Scaling Tanzu Kubernetes Grid control plane and worker nodes vertically
Horizontal scaling of a TKG cluster is a straightforward task. Vertical scaling is a more manual and involved approach at present. The TKG documentation highlights the high-level steps to achieve this by leveraging instructions from ClusterAPI documentation. This post aims to provide a walkthrough of the procedure with examples.
High level the process:
- Save and make a copy of an existing infrastructure template, VSphereMachineTemplate in this example
- Create and deploy a new VSphereMachineTemplate object with the updated configuration and a new name
- Update the MachineDeployment to vertically scale worker nodes and update KubeadmControlPlane to vertically scale the control plane nodes
Save existing VSphereMachineTemplate for the control plane and worker nodes¶
Switch the context to the management cluster. The commands below assume that the workload cluster that needs vertical scaling, is in the default namespace. If your cluster is in a namespace other than the default use -n <namespace>
to target the appropriate namespace of your workload cluster.
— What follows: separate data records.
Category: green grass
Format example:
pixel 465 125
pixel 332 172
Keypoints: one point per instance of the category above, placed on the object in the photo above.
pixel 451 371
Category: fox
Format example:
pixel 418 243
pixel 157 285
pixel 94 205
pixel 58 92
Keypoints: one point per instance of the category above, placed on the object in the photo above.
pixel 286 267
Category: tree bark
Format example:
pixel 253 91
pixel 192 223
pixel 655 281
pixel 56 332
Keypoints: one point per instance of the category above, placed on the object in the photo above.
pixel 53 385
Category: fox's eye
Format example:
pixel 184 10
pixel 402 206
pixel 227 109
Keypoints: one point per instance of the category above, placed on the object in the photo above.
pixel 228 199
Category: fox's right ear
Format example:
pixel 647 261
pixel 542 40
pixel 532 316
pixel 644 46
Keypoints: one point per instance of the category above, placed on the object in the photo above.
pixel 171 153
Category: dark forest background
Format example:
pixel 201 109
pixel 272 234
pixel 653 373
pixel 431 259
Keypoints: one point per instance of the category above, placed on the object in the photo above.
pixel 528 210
kubectl config use-context oom-mgmt-rp01-admin@oom-mgmt-rp01
Switched to context "oom-mgmt-rp01-admin@oom-mgmt-rp01".
Check the available templates in your environment and export them to a file.
kubectl get vspheremachinetemplates.infrastructure.cluster.x-k8s.io
NAME AGE
oom-wld-control-plane 16h
oom-wld-worker 16h
kubectl get vspheremachinetemplates.infrastructure.cluster.x-k8s.io oom-wld-control-plane -o yaml > oom-wld-control-plane-new.yaml
kubectl get vspheremachinetemplates.infrastructure.cluster.x-k8s.io oom-wld-worker -o yaml > oom-wld-worker-new.yaml
The control plane and worker node VSphereMachineTemplate should look similar to the output below
# Control Plane
---
apiVersion: infrastructure.cluster.x-k8s.io/v1alpha3
kind: VSphereMachineTemplate
metadata:
annotations:
kubectl.kubernetes.io/last-applied-configuration: |
{"apiVersion":"infrastructure.cluster.x-k8s.io/v1alpha3","kind":"VSphereMachineTemplate","metadata":{"annotations":{},"name":"oom-wld-control-plane","namespace":"default"},"spec":{"template":{"spec":{"cloneMode":"fullClone","datacenter":"/Datacenter","datastore":"/Datacenter/datastore/vsanDatastore","diskGiB":20,"folder":"/Datacenter/vm/env06","memoryMiB":4096,"network":{"devices":[{"dhcp4":true,"networkName":"/Datacenter/network/VM Network"}]},"numCPUs":4,"resourcePool":"/Datacenter/host/Cluster/Resources/RP06","server":"10.186.198.51","storagePolicyName":"","template":"/Datacenter/vm/tkg/ubuntu-2004-kube-v1-21-2+vmware-1-tkg-1-7832907791984498322"}}}}
creationTimestamp: "2021-09-14T15:35:25Z"
generation: 1
name: oom-wld-control-plane
namespace: default
ownerReferences:
- apiVersion: cluster.x-k8s.io/v1alpha3
kind: Cluster
name: oom-wld
uid: 80ec55e2-d809-4f80-864b-4ca02315bd23
resourceVersion: "731343"
uid: f7b9b894-be5b-4922-a7b1-51738e626709
spec:
template:
spec:
cloneMode: fullClone
datacenter: /Datacenter
datastore: /Datacenter/datastore/vsanDatastore
diskGiB: 20
folder: /Datacenter/vm/env06
memoryMiB: 4096
network:
devices:
- dhcp4: true
networkName: /Datacenter/network/VM Network
numCPUs: 4
resourcePool: /Datacenter/host/Cluster/Resources/RP06
server: 10.186.198.51
storagePolicyName: ""
template: /Datacenter/vm/tkg/ubuntu-2004-kube-v1-21-2+vmware-1-tkg-1-7832907791984498322
# Worker Nodes
---
apiVersion: infrastructure.cluster.x-k8s.io/v1alpha3
kind: VSphereMachineTemplate
metadata:
annotations:
kubectl.kubernetes.io/last-applied-configuration: |
{"apiVersion":"infrastructure.cluster.x-k8s.io/v1alpha3","kind":"VSphereMachineTemplate","metadata":{"annotations":{},"name":"oom-wld-worker","namespace":"default"},"spec":{"template":{"spec":{"cloneMode":"fullClone","datacenter":"/Datacenter","datastore":"/Datacenter/datastore/vsanDatastore","diskGiB":20,"folder":"/Datacenter/vm/env06","memoryMiB":8192,"network":{"devices":[{"dhcp4":true,"networkName":"/Datacenter/network/VM Network"}]},"numCPUs":4,"resourcePool":"/Datacenter/host/Cluster/Resources/RP06","server":"10.186.198.51","storagePolicyName":"","template":"/Datacenter/vm/tkg/ubuntu-2004-kube-v1-21-2+vmware-1-tkg-1-7832907791984498322"}}}}
creationTimestamp: "2021-09-14T15:35:25Z"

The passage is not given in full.